Then and Now: How Broadband Advancement Powered the Decade
The last ten years saw digital assistants, smart light bulbs, streaming sticks, and tons of other disruptive technologies. Those innovations require a steady internet connection to do their jobs, something we now take as a given. That’s because over the last decade, both broadband adoption and speeds saw massive growth.
- At the end of 2009, just over half of Americans had a broadband connection. Today, that number has grown to 80 percent.
- Not only are more Americans connected, their connections are faster. According to Akamai, the average peak connection speed in the US was 3.8 Mbps in 2009. Today, the average download clocks in at 96.25 Mbps, a growth rate of 2,432%.
As broadband has become ubiquitous, new technologies and services have emerged, all relying on dependable and widespread connectivity. Streaming video, telework, IoT, and cloud gaming (to name a few) all took the decade by storm, and none would be possible without a robust broadband network.
The Rise of Online Video
Take, for example, how Americans watch video. Back in 2009, DVD sales accounted for 89 percent of home entertainment spending.
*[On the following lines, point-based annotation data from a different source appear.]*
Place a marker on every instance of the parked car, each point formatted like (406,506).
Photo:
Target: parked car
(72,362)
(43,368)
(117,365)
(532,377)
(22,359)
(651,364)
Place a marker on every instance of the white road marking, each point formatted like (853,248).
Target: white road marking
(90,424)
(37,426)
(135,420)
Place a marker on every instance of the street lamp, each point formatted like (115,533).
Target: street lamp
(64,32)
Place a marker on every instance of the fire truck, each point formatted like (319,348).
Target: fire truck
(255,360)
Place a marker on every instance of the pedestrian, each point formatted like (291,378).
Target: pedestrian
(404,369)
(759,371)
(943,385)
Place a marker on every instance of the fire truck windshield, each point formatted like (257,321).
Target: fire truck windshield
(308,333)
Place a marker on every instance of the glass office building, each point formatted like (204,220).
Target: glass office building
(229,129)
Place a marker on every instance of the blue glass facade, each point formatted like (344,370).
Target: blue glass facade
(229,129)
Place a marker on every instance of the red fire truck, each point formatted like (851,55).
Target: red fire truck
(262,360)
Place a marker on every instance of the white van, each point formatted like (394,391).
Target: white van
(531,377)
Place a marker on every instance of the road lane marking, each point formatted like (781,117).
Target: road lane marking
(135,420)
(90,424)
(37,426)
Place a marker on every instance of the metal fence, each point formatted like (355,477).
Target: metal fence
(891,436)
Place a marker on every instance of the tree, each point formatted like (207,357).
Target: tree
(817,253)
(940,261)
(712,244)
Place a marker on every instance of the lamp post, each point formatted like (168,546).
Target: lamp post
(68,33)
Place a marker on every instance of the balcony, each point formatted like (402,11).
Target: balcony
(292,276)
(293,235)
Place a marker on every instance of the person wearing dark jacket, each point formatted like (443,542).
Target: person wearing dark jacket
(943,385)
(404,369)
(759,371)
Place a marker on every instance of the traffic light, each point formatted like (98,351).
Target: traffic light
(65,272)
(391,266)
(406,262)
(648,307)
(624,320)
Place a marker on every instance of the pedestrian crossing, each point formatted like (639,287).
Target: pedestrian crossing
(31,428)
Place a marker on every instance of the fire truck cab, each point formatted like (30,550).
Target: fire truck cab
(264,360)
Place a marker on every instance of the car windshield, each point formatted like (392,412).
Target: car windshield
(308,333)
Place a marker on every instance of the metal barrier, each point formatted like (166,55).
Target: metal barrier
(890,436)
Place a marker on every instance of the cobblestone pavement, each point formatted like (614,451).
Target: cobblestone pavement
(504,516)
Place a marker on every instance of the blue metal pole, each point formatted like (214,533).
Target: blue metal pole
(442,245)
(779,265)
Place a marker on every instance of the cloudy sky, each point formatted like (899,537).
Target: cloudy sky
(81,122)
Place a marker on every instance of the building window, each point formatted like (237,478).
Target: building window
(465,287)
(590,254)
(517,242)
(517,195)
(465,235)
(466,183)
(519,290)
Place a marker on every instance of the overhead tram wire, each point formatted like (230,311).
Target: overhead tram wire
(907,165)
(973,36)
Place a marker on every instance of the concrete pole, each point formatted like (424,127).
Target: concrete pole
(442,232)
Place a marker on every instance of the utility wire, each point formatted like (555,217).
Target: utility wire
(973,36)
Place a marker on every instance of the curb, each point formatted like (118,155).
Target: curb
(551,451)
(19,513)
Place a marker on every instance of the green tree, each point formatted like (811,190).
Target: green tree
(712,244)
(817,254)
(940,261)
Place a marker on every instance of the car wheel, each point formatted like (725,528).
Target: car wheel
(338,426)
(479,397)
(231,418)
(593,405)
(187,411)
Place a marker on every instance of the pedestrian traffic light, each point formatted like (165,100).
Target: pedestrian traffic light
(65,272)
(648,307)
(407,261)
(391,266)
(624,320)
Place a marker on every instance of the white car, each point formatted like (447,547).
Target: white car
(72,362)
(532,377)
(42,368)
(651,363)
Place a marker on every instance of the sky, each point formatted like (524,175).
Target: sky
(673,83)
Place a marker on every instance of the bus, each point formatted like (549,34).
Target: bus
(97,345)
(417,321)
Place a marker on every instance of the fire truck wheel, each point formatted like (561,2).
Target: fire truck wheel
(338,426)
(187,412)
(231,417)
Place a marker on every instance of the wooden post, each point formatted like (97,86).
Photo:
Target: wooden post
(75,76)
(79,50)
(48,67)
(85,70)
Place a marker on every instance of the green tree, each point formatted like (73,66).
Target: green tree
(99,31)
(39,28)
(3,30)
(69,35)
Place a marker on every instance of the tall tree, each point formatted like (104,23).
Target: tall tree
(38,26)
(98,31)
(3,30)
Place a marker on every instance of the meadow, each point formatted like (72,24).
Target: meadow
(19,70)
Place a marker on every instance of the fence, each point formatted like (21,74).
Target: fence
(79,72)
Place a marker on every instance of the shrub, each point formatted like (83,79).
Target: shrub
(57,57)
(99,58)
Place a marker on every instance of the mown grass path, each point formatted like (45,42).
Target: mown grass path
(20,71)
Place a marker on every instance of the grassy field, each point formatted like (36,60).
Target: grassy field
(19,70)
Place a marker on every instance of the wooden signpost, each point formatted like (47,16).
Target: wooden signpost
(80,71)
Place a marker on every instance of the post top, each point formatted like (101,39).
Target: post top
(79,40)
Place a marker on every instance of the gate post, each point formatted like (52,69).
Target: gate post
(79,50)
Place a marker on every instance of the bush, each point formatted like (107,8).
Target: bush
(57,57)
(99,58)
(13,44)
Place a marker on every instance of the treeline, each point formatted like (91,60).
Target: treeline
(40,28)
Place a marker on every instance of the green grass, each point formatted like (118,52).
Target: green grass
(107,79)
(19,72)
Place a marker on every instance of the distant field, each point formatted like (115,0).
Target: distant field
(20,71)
Contrast that to today, when digital video makes up 83 percent of the market. Indeed, the way we consume entertainment has dramatically changed. In 2009 Nielsen reported that Americans spent just 22 minutes a day watching online video. Now, the average American adult watches 79 minutes of internet-enabled video each day.
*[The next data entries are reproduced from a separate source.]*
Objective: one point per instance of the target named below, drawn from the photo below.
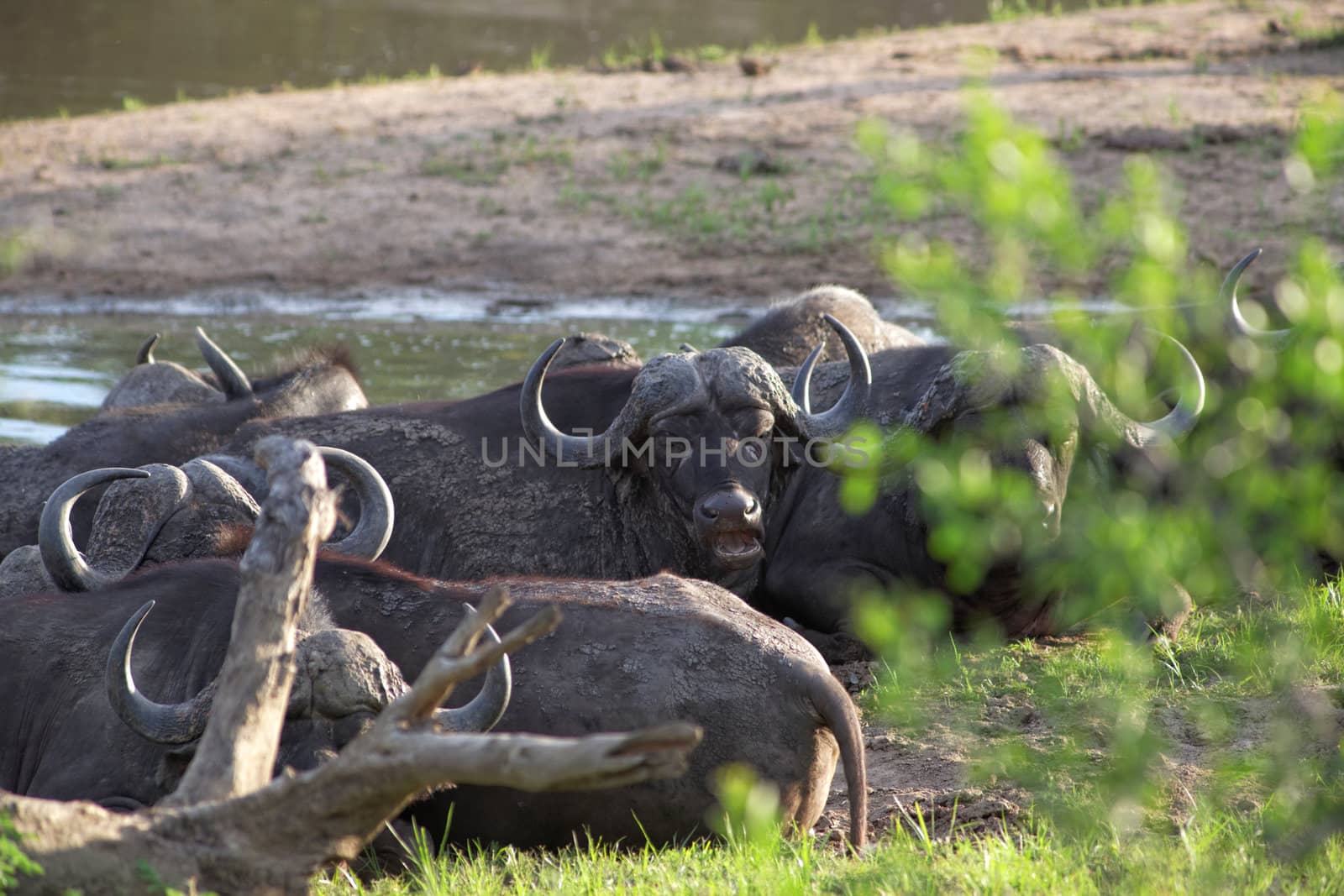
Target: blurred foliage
(1241, 512)
(748, 813)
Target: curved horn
(245, 472)
(375, 506)
(233, 382)
(580, 450)
(159, 723)
(65, 564)
(1182, 418)
(1274, 338)
(145, 355)
(853, 402)
(488, 707)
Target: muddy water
(55, 371)
(84, 55)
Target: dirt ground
(696, 184)
(922, 777)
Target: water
(85, 55)
(55, 369)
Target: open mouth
(737, 548)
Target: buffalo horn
(1182, 418)
(488, 707)
(375, 506)
(160, 723)
(147, 349)
(1274, 338)
(853, 402)
(233, 382)
(66, 566)
(578, 450)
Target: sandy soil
(611, 184)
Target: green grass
(1210, 856)
(15, 249)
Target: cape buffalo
(786, 333)
(140, 432)
(78, 728)
(683, 461)
(662, 647)
(163, 513)
(1035, 421)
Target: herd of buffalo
(685, 513)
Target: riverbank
(685, 184)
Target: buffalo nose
(730, 506)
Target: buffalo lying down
(64, 739)
(817, 553)
(788, 332)
(625, 651)
(140, 432)
(662, 647)
(676, 477)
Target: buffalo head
(1032, 411)
(703, 430)
(161, 513)
(343, 680)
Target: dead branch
(239, 750)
A Transformation in Gaming
A discussion about the past decade of tech wouldn’t be complete without talking about the transformation of gaming. In the last ten years, games went from discs to downloads, and now this year, saw the first cloud gaming service launch. Broadband speeds and ubiquity have fostered the massive growth of esports, which is projected to have the second biggest fanbase of any professional sport after the NFL.
Increased Telework Options
Super-fast speeds have also had an impact on how Americans do their jobs. 40 percent of the workforce now works remotely at some frequency, thanks to robust reliable networks that can easily handle HD video conferencing and remote file storage.
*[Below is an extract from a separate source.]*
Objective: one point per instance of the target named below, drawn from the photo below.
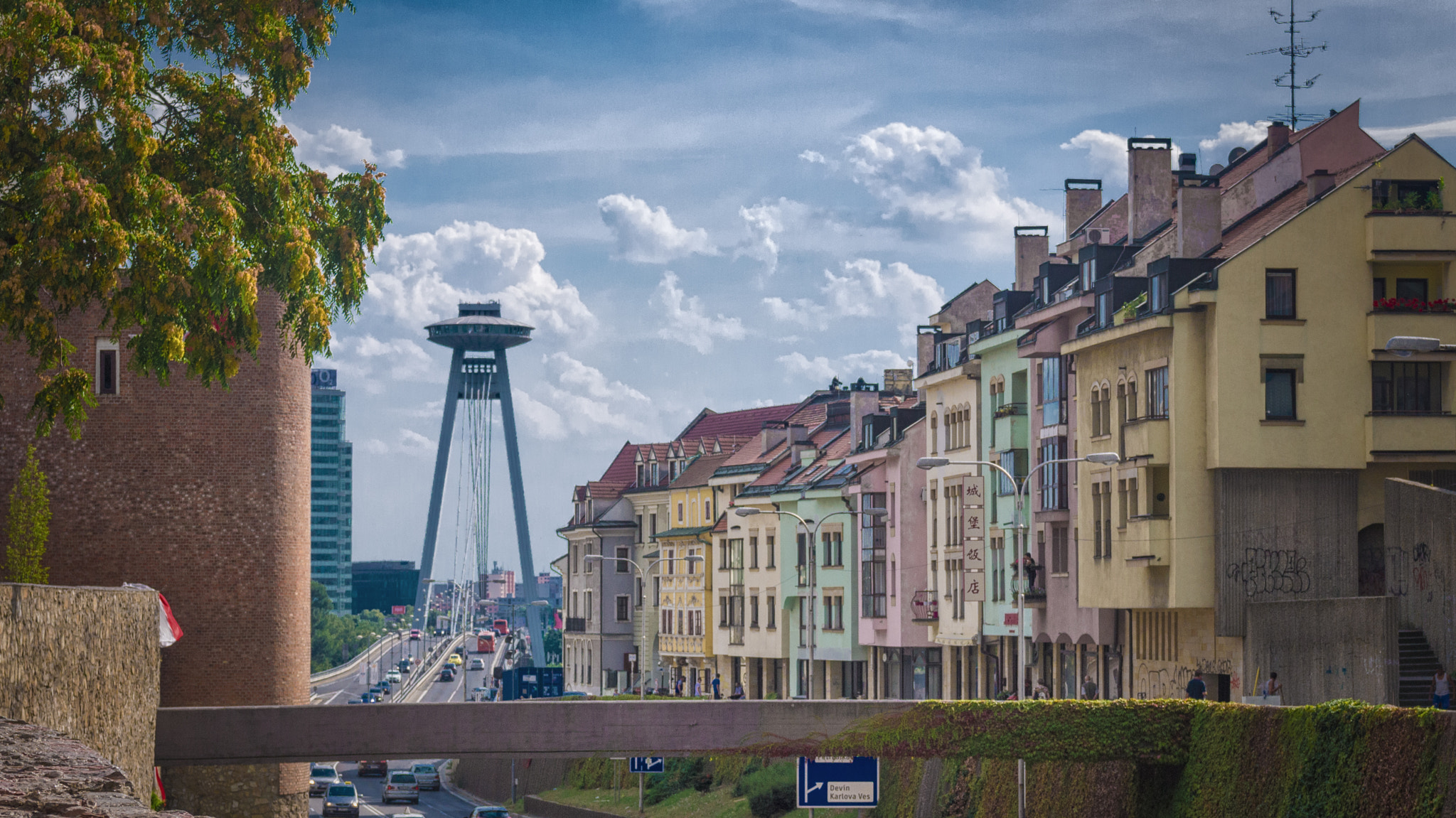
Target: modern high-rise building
(332, 494)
The Emergence of the Internet of Things
Let’s not forget the internet of things. Smart thermostats, smart speakers, and all those helpful digital devices have quickly worked their way into our lives. Cisco estimated that in 2009 there were about as many connected devices as there were human beings on Earth (6.8 billion). As internet networks grew, new tech innovations were able to easily connect to home networks, and now Gartner projects that there will be a staggering 20.4 billion connected devices in 2020.
So, as we round out a decade of fast-moving developments in broadband-enabled technology, it’s exciting to think what might come next. Internet speeds are still dramatically growing, and gigabit networks have launched around the country as the industry works toward 10G speeds. Whatever the next revolutionary technology is, broadband networks are ready.